Filho de Jesus

Na última história de Filho de Jesus (1992), uma das personagens pergunta aos seus companheiros nos Alcoólicos Anónimos: “Alguma vez andaram [...] sentindo que carregam uma carroça de pecados atrás de vocês, e alguma vez vos ocorreu: Atrás destas janelas, atrás destas cortinas, as pessoas vivem vidas normais e felizes?” É como se espreitasse para as casas de um romance de Updike (aqui recenseado na semana passada) e se sentisse à margem da felicidade que imagina existir ali. Filho de Jesus é sobre a multidão de derrotados nas margens do sonho americano.
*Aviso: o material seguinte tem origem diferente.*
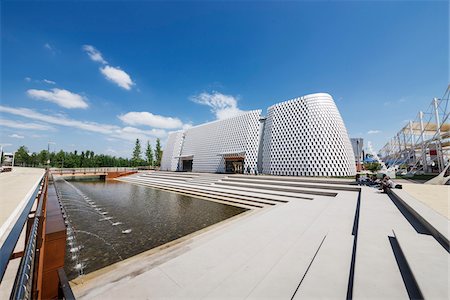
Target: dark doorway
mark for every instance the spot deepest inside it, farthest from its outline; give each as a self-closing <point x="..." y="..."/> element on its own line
<point x="234" y="165"/>
<point x="187" y="165"/>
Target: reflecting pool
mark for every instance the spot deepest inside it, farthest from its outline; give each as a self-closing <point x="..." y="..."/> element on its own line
<point x="109" y="221"/>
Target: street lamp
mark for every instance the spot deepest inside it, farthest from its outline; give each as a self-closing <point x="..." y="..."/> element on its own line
<point x="48" y="151"/>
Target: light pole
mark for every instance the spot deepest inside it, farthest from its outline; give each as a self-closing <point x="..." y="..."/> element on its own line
<point x="48" y="152"/>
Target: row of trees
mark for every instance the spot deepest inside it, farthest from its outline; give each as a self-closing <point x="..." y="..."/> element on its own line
<point x="87" y="159"/>
<point x="152" y="157"/>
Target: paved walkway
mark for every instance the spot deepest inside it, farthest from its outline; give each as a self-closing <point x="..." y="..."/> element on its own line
<point x="436" y="197"/>
<point x="16" y="187"/>
<point x="330" y="247"/>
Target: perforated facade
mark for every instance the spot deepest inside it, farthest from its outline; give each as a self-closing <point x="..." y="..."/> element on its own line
<point x="305" y="136"/>
<point x="208" y="145"/>
<point x="172" y="151"/>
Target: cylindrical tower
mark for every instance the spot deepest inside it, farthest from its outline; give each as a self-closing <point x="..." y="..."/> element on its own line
<point x="306" y="136"/>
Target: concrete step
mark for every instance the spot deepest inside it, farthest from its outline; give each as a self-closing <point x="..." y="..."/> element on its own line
<point x="429" y="263"/>
<point x="244" y="268"/>
<point x="166" y="177"/>
<point x="307" y="272"/>
<point x="272" y="198"/>
<point x="219" y="193"/>
<point x="297" y="179"/>
<point x="197" y="193"/>
<point x="437" y="224"/>
<point x="292" y="183"/>
<point x="275" y="187"/>
<point x="374" y="252"/>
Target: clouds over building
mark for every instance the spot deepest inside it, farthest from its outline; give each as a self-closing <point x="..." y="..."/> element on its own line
<point x="223" y="106"/>
<point x="113" y="74"/>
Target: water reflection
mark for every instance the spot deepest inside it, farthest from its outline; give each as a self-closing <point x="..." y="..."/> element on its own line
<point x="110" y="220"/>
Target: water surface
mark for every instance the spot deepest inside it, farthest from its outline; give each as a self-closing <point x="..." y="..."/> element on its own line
<point x="113" y="220"/>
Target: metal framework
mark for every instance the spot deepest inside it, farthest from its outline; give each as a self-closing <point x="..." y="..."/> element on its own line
<point x="30" y="281"/>
<point x="423" y="144"/>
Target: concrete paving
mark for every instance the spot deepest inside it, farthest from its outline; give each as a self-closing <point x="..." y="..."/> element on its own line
<point x="437" y="197"/>
<point x="16" y="188"/>
<point x="326" y="247"/>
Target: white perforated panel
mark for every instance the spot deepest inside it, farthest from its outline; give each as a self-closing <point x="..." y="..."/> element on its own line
<point x="306" y="137"/>
<point x="171" y="152"/>
<point x="302" y="137"/>
<point x="235" y="135"/>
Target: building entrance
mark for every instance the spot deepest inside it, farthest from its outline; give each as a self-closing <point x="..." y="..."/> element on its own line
<point x="234" y="165"/>
<point x="187" y="165"/>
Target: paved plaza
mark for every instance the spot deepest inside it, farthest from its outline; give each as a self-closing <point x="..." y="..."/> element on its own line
<point x="301" y="238"/>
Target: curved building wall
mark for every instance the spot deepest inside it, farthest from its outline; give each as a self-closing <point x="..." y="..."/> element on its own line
<point x="306" y="136"/>
<point x="172" y="151"/>
<point x="210" y="143"/>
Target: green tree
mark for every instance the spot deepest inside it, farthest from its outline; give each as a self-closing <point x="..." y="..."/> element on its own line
<point x="21" y="157"/>
<point x="158" y="153"/>
<point x="149" y="154"/>
<point x="136" y="159"/>
<point x="42" y="158"/>
<point x="373" y="166"/>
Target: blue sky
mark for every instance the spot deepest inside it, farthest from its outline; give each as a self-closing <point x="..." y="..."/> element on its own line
<point x="96" y="75"/>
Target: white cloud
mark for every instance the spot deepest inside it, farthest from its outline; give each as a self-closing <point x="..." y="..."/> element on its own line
<point x="149" y="119"/>
<point x="50" y="48"/>
<point x="223" y="106"/>
<point x="94" y="54"/>
<point x="112" y="131"/>
<point x="49" y="81"/>
<point x="63" y="98"/>
<point x="16" y="136"/>
<point x="22" y="125"/>
<point x="373" y="131"/>
<point x="118" y="76"/>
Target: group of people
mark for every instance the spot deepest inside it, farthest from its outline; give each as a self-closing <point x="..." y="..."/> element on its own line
<point x="383" y="184"/>
<point x="249" y="171"/>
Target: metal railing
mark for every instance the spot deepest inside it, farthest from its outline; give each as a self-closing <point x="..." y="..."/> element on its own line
<point x="61" y="171"/>
<point x="30" y="268"/>
<point x="7" y="249"/>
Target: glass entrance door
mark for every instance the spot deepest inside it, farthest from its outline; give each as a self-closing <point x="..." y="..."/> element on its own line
<point x="235" y="166"/>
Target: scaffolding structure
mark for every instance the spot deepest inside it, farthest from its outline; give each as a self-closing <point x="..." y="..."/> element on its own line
<point x="423" y="144"/>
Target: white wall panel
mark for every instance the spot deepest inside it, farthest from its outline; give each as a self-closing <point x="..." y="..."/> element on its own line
<point x="306" y="136"/>
<point x="171" y="152"/>
<point x="234" y="135"/>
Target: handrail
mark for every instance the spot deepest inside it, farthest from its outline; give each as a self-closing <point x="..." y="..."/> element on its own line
<point x="10" y="243"/>
<point x="23" y="285"/>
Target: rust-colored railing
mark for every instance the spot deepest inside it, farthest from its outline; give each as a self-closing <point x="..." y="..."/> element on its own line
<point x="39" y="276"/>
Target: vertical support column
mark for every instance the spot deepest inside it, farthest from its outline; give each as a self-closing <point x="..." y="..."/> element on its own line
<point x="55" y="246"/>
<point x="438" y="133"/>
<point x="413" y="144"/>
<point x="405" y="148"/>
<point x="423" y="147"/>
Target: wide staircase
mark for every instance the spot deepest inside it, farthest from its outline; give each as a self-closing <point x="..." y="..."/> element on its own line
<point x="245" y="191"/>
<point x="373" y="247"/>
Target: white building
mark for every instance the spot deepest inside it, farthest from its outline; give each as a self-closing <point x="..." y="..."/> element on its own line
<point x="301" y="137"/>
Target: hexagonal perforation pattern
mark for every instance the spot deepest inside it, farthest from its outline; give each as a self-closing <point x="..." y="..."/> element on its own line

Denis Johnson (1949) traz a América on the road para este livro que soa a canção melancólica sobre heroína, vidas desperdiçadas, corpos gastos sem amor para dar, gente sem destino que vive de esquemas. O fundo é religioso, mas da religiosidade poeirenta das estradas e das pequenas epifanias da droga. A salvação não é uma questão da eternidade; é urgente como acordar e sentir a alegria estúpida de se estar vivo: “Senti-me doido de felicidade por não estar morto.” (p. 39); “Nada importava excepto estarmos vivos.” (p. 78). Nestes momentos, a vida ganha alguma definição, contrasta com os sonhos e com a realidade imaterial e nauseante tal como percebida por um drogado. No meio deste êxodo sem direcção multiplicam-se as associações bíblicas: “Parecia o momento anterior à chegada do nosso Salvador” (p. 45); “A sua mão esquerda não sabia o que a sua mão direita fazia” (p. 46); “A Criação deve ter sido semelhante” (p. 54); “O céu está azul e os mortos vão regressar” (p. 63); “os anjos desciam de um Verão brilhante e azul, os seus enormes rostos iluminados pela luz e plenos de misericórdia.” (p. 66); “O peito dele era como o peito de Cristo. Provavelmente era Cristo em pessoa.” (p. 77).

 

No seu pior, as onze histórias, todas narradas pelo protagonista que conhecemos apenas como Cabeça de Merda, estão marcadas pelo lirismo duvidoso e auto-indulgente que normalmente resulta do cruzamento entre consumo de drogas e produção poética. Denis Johnson dá-nos corações cobardes, mulheres que querem comer o coração do homem, lágrimas de um cão, belezas e almas à espera de nascerem, casas e pessoas refulgentes e visões entre Ziggy Stardust e Lucy in the Sky with Diamonds. Fragmentos que apenas servem para embelezar a derrota. E é quando Johnson nos mostra a derrota sem rodeios que o livro é mais autêntico e a sua arte mais pungente.